Nine Inch Nails
Aragon Ballroom - Chicago, IL
August 29, 2009
Stepping off of the Red Line Lawrence stop of Chicago’s El, I got my first glimpse of the Aragon Ballroom. The lights in the second ‘a’ of its vertical sign were blown, but it only added to the mystique of such a landmark venue. And it seemed fitting, as hundreds of fans, most in their thirties and dressed in black, filed their way into Nine Inch Nails’ final Chicago show Saturday, August 29. Aging, yet resilient. This was the second of NIN’s two Chicago’s shows in their final tour of ten, which was in honor of their debut album “Pretty Hate Machine’s” 20th anniversary.
The doors opened at 6:30, and the line was tremendous. This wasn’t a casual last minute “live show” you take a date to. This was a sold out show that brought in true Nine Inch Nails fans. What a site to see too, as they wrapped their way around the theater, weaving across parking lots, around dumpsters, and down the sidewalks. The pace to the doors was slow, but everyone waited patiently, passing graffitied walls, while laughing at the line of followers. Just like most concerts, there was an air of built up tension and excitement before the show, but the quietness of the line of people waiting to get inside was surprising. There was no crazy shouting or pre-game rumbles. Instead, there was this palpable sense of respect for the band and for each other. It was pretty impressive.
Walking into this theater, I knew I wasn’t going to be singing along to every song, nor thrashing my head around. But I was excited. Because while I only know a handful of NIN songs, I knew their performance was going to be intense, and heartfelt, and historic… and loud.
As Aragon’s medieval lighting dimmed down, Mew opened their set to the packed ballroom. The band’s haunting backdrops matched their music, and they’re layered instrumentation made for a powerful start to the evening.
In the time between Mew and NIN, the Aragon was literally humming with the sound of anticipation while the stage crew hurriedly set up for what looked to be a light show. One fan behind me said, “You know you’re getting your money’s worth when see a four page set-list being taped down.”

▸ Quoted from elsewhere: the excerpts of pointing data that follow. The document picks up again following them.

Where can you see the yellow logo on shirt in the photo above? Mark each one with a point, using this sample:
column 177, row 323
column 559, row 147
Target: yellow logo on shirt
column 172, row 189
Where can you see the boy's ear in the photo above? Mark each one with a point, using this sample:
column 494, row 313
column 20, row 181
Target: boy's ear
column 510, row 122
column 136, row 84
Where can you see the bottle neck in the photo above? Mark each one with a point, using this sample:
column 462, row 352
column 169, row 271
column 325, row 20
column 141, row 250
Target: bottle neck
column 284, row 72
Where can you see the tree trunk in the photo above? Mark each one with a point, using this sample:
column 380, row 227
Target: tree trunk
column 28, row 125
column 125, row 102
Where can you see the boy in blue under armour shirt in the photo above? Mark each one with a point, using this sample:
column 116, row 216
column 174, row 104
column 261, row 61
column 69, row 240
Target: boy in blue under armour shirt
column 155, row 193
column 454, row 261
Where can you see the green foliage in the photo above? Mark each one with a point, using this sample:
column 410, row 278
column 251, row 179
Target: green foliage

“And the crowd goes wild…” I’m not talking baseball. It was a standing O., and I’m not talking theater either. When the lights came on, they burst back on and out to the space painted ceiling, silhouetting the band. It was a light show indeed. And everyone was on their feet, fists in the air, minus the three dudes in the balcony standing on one chair together screaming along to “Heresy.” Serious song, but those guys had nothing but smiles on their faces singing “God is dead. And no one cares. If there is a hell, I’ll see you there.” Keeping up the intensity, NIN transitioned into their, yes, I’ll say it, grooving “Piggy (Nothing Can Stop Me Now)”. The walls were vibrating and the beats were deep in everyone’s chests as they powered through their three hour set. One of the most brilliant moments of the night was when a solid Trent Reznor brought the house to soft reflection in “Right Where You Belong”. The crowd sang every single word with him, and the mirrorballs above sparkled.
And you better believe this band went out in style. Three hours entails a lot of music, and it takes a great deal of endurance not only of the band, but also from the fans in feeling every pulse. I was entirely impressed to see the house was just as full in the last minutes of this show as it was in the beginning. NIN tore through their familiar “Head Like A Hole” only to come back up for a stirring encore of “Hurt”. I couldn’t have been more delighted.
“But I remember everything…” Trent soulfully sang to a entranced audience. The amount of respect felt inside those walls was crazy awesome. And all I can say is every fan probably thanks them for that feeling. It truly was a historic show as each band member gracefully threw up their arms in praise… and peace.